Core Responsibility: Receive RawContextProperties → Extract info → Return ProcessedContext

from datetime import datetime
from opencontext.context_processing.processor.base_processor import BaseContextProcessor
from opencontext.models.context import *
from opencontext.llm.global_embedding_client import do_vectorize

class MyCustomProcessor(BaseContextProcessor):

    def can_process(self, context) -> bool:
        """Check if this processor handles this type of data"""
        return context.source == ContextSource.CUSTOM

    def process(self, context: RawContextProperties) -> List[ProcessedContext]:
        """
        The core method you must implement.

        Input: RawContextProperties (raw data)
        Output: List[ProcessedContext] (structured, searchable data)
        """
        # 1. Extract information (use LLM, parsing, or any logic)
        title = "Extracted title"
        summary = "Extracted summary"
        keywords = ["keyword1", "keyword2"]

        # 2. Create processed context
        processed = ProcessedContext(
            properties=ContextProperties(
                raw_properties=[context],
                source=context.source,
                create_time=datetime.now(),
                update_time=datetime.now()
            ),
            extracted_data=ExtractedData(
                title=title,
                summary=summary,
                keywords=keywords,
                entities=[],
                importance=5,
                confidence=8
            ),
            vectorize=Vectorize(text=f"{title} {summary}")
        )

        # 3. Generate embeddings (required for search)
        do_vectorize(processed.vectorize)

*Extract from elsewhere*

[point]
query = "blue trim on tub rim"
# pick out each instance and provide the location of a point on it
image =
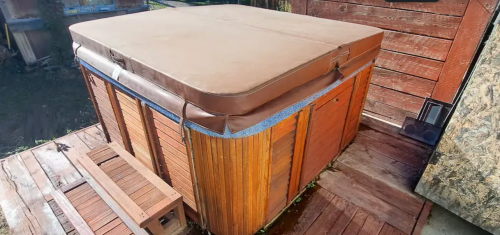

        return [processed]

    # Required boilerplate methods
    def get_name(self) -> str: return "my_processor"
    def get_description(self) -> str: return "My custom processor"

Key Data Structures:

Input - RawContextProperties:

context.source          # Where it came from
context.content_text    # Text content
context.content_path    # File path (if any)
context.metadata        # Extra data

Output - ProcessedContext:

ProcessedContext(
    properties=ContextProperties(...),  # Metadata (time, source)
    extracted_data=ExtractedData(       # Extracted information
        title="...",
        summary="...",
        keywords=[...],
        entities=[...],
        importance=5,     # 0-10
        confidence=8      # 0-10
    ),
    vectorize=Vectorize(text="...")     # Text for embedding
)

Quick Start

  1. Create your module file in the appropriate directory
  2. Implement the core method (capture() or process())
  3. Register it in the processor factory or configuration
  4. Test with your data

Reference Examples

See existing implementations for more details:

  • opencontext/context_processing/processor/screenshot_processor.py - Handles images
  • opencontext/context_processing/processor/document_processor.py - Handles documents

Priority Areas

We especially welcome contributions in these areas:

  • P0-P1: Link upload, file processing (documents, images, audio, video)
  • P2-P3: MCP/API integrations (Notion, Obsidian, Figma), meeting recording
  • P4-P5: Mobile screenshot monitoring, smart device sync

See the Context Sources section for more details.

Community

License

By contributing, you agree that your contributions will be licensed under the Apache 2.0 License.